I get a mad shiver down my spine when listen to English singer Peter Bellamy. I also get it when I listen to American singer Dock Boggs or Indian sarod player Ajmad Ali Khan or Scottish singer Lizzie Higgins (or Anglo-Franco-Aussie prog behemoths, Gong!)...

I love the writing of William Boyd and Graham Greene and many other English authors but equally Americans Harry Crews and TC Boyle. And so on.

I don't get why shared nationality should give me an extra frisson that should be missing when it comes to art and music created by people from other countries. And I'm not sure what I'm missing by not having a differently calibrated, um, frisson generator. I wonder, Mark, if Englishness is simply a more tangible concept for you than it is for me? Maybe you also feel more shame at the parts of English culture and history you struggle with than I do, too? It's an interesting area - the psychology of nationhood, I suppose you could call it.

I get that extra frisson if I read something or listen to something that's fantastic by someone I personally know, but that's not about abstract concepts of nationhood, its about the pleasure in enjoying from a friend's skill and creativity. Maybe some people feel that way about everyone within their national boundary? I dunno.

The one area where I think I might understand what you are experiencing is in the landscape. When I am stomping up Scafell Pike or Kinder Scout or round Malham, I get a real sense of overwhelming and almost giddy exhilaration and wellbeing.

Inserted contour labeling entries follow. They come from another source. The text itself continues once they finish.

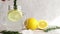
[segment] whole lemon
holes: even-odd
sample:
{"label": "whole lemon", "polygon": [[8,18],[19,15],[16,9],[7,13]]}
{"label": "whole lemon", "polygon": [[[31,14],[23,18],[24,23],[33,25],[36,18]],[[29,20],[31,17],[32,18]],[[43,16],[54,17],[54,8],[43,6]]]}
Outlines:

I get this at some of the wilder coastal areas too. I don't get this, though, in English cities and towns, most of the flat bits, pretty chocolate-boxy bits or the boring bits in between. I fully accept that others do. I can't say it's confined to England either - I've had the same feeling in the Himalayas, the Western Ghats ands the Australian Grampians. But my point is, maybe the sensation is the same, and maybe we all attach to different things. I'm not sure I'd call the sensation pride, but I could imagine that for some people, national pride might not feel dissimilar. Doesn't do it for me though!